Views of the T. cruzi CYP51 active site illustrating the interactions with UDO (salmon-colored carbon atoms) and UDD (gray-colored carbon atoms). A, binding of UDO. The inhibitor molecule is shown as a spherical model, and the carbon atoms of the side chains of the inhibitor-contacting amino acid residues are depicted as light blue sticks; the corresponding secondary structural elements are shown as semitransparent gray ribbons and numbered; the carbon atoms of the heme are in yellow. UDO-specific T. cruzi CYP51 residues are underlined. B, binding of UDD (spherical model, gray-colored carbon atoms). The carbon atoms of the side chains of the inhibitor-contacting residues and the semitransparent ribbon of the corresponding secondary structural residues are colored pink and numbered. UDD-specific T. cruzi CYP51 residues are underlined. C, comparative location of the inhibitor-contacting residues in the superimposed T. cruzi CYP51 co-structures with UDO and UDD. The P450 orientation is the same as in A and B. This is a stereo view. The side chains of the inhibitor-contacting residues remain in very similar positions, with only the long arms of Met-106 and Met-460 being shifted to the right in the UDO structure to better accommodate the piperazinyl ring of the inhibitor.
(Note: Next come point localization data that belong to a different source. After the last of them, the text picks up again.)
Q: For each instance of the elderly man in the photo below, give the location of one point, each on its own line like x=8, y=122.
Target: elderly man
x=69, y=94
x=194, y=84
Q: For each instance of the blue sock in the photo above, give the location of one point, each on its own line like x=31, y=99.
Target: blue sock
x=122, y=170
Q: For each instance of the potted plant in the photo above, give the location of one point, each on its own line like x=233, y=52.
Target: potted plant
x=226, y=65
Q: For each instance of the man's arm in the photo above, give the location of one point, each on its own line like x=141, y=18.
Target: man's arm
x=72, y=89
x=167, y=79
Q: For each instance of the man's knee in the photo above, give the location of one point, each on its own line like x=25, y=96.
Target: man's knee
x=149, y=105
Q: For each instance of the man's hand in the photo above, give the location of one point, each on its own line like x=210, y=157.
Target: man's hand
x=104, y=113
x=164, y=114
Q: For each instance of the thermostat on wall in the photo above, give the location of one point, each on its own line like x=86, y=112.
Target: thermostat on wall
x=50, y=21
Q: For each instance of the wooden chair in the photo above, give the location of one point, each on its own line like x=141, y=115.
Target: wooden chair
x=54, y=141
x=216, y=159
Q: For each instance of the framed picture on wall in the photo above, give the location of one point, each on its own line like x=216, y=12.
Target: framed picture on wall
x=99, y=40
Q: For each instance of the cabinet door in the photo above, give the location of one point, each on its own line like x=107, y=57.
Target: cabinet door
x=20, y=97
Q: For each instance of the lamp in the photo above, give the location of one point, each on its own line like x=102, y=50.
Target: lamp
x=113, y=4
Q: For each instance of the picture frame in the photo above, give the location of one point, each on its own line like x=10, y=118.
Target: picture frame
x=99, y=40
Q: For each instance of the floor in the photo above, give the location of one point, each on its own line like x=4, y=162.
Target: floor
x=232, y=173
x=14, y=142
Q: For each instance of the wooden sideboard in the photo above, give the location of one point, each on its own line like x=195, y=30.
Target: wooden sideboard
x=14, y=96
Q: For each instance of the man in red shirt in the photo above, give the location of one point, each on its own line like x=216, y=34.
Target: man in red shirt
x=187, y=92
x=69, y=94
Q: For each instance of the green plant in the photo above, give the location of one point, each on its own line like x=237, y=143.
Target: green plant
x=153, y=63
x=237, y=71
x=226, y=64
D, while both of the conserved in the CYP51 family heme supporting hydrogen bonds (between the hydroxyl group of Tyr-103 and the propionate of porphyrin ring A as well as between the hydroxyl group of Tyr-116 and the propionate of porphyrin ring D are preserved in the T. cruzi CYP51 complex with UDO, binding of UDD requires wedging of its aromatic ring between Tyr-116 and the heme plane, which results in disruption of the Tyr-116 OH-porphyrin ring D hydrogen bond.

FIGURE 7.

Structural explanation for UDO/UDD pathogen selectivity. A, Phe-104 in the L. infantum CYP51 structure (PDB code 3L4D) relative to Ile-105 in the superimposed T. cruzi CYP51 (PDB code 3ZG3). At 72% average amino acid sequence identity, L. infantum and T. cruzi have only one amino acid difference in the residues in which side chains line the surface of the substrate binding cavity. B, 12 amino acid differences inside the substrate binding cavity in T. cruzi (PDB code 3ZG2) and human (PDB code 3LD3 (61)) CYP51s. UDO, UDD, the heme, and six iron coordination bonds including the thiolate of Cys-422 (the fifth (proximal) iron ligand) are shown. The color code for T. cruzi CYP51 structures is the same as described in the legend for Fig. 6. L. infantum and human CYP51s are colored in cyan and tan, respectively.